Not trying to be a jerk, but it is worth precisely what someone will pay you for it. Depends on how you market it, and to whom. There is no _real_ answer to your question.

If your computer is capable of booting natively into Mac OS 9 it may be worth more to someone who needs that capability than to someone who doesn't need that capability.

Sorry to be of little help, but it's the truth.


----------



## namenotfound (Apr 30, 2005)

My friend bought a mac with similar specs to the one you're selling, on ebay about 7-8 months ago for $75.

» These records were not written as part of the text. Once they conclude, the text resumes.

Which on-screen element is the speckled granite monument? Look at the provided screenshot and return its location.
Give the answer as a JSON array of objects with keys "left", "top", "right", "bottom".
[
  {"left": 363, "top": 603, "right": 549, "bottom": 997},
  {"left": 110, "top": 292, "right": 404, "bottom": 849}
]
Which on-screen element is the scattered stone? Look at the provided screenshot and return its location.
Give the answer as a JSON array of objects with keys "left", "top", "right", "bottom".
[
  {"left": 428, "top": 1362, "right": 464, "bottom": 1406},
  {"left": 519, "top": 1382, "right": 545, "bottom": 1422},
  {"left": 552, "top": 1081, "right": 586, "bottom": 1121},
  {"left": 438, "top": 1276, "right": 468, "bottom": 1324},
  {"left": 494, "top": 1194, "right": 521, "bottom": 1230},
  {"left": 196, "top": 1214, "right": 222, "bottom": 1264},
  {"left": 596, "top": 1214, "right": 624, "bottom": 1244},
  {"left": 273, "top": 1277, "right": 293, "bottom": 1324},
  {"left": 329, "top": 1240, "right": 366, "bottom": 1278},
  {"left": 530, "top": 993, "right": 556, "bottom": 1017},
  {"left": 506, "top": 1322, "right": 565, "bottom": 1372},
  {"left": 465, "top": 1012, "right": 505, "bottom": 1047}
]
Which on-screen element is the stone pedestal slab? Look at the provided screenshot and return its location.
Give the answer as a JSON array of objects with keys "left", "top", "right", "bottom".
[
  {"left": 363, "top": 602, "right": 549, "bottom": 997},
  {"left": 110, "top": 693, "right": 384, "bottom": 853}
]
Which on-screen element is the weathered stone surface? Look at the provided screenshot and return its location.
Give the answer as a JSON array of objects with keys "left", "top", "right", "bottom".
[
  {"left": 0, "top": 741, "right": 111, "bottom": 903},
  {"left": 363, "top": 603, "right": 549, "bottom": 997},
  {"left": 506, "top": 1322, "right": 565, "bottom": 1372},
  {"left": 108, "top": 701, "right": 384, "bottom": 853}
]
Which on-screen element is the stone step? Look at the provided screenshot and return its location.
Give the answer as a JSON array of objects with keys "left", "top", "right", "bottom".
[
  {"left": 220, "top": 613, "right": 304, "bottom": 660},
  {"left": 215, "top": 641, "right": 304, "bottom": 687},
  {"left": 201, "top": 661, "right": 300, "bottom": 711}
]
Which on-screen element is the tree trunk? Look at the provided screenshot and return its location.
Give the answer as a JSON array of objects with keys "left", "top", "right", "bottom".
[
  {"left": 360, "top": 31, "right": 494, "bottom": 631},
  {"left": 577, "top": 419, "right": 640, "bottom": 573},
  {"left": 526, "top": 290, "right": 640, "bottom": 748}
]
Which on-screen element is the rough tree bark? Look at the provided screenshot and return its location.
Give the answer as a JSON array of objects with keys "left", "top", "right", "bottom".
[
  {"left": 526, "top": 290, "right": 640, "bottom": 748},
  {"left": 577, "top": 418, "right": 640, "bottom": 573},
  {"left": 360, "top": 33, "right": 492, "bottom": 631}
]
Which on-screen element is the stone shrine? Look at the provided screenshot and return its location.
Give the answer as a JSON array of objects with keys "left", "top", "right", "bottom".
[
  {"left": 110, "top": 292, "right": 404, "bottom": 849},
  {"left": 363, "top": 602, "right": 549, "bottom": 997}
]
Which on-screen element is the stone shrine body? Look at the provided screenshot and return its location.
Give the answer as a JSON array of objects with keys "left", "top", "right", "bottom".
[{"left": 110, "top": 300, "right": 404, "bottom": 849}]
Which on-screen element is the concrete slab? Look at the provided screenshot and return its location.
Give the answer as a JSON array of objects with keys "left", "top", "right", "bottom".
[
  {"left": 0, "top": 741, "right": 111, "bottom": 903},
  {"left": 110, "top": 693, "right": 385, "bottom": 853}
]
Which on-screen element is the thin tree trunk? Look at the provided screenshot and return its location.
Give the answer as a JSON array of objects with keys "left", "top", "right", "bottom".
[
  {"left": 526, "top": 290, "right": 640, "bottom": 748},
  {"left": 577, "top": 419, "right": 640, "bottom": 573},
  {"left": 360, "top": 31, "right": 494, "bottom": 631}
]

I guess the guy selling it didn't really care about the money as much as just getting rid of his old comp.


----------



## pelokwin (Apr 2, 2008)

Good day Applelove7,
I bought it about 1 year ago. As for a price I have no idea. Are you going to sell on eBay?


----------



## Remag1234 (Aug 25, 2008)

Applelove, your computer is not worth much. I have a 2002 Quicksilver 1.5Gigs Ram, 120GB New HardDrive with 3 USB cards. I'm keeping it because it's worth more as a backup if my new Macbook needs to be returned for repair [not likely, but it does happen]. What is $75-100 buy, not much and I don't want to be without a computer for 1 hour.


----------



## Yankee Rose (Jul 14, 1999)

applelove7:

I reference EveryMac.com when I want to find out a ballpark current retail price on a used Mac.

Here's a link to specific information on your system.

Hope that helps.


----------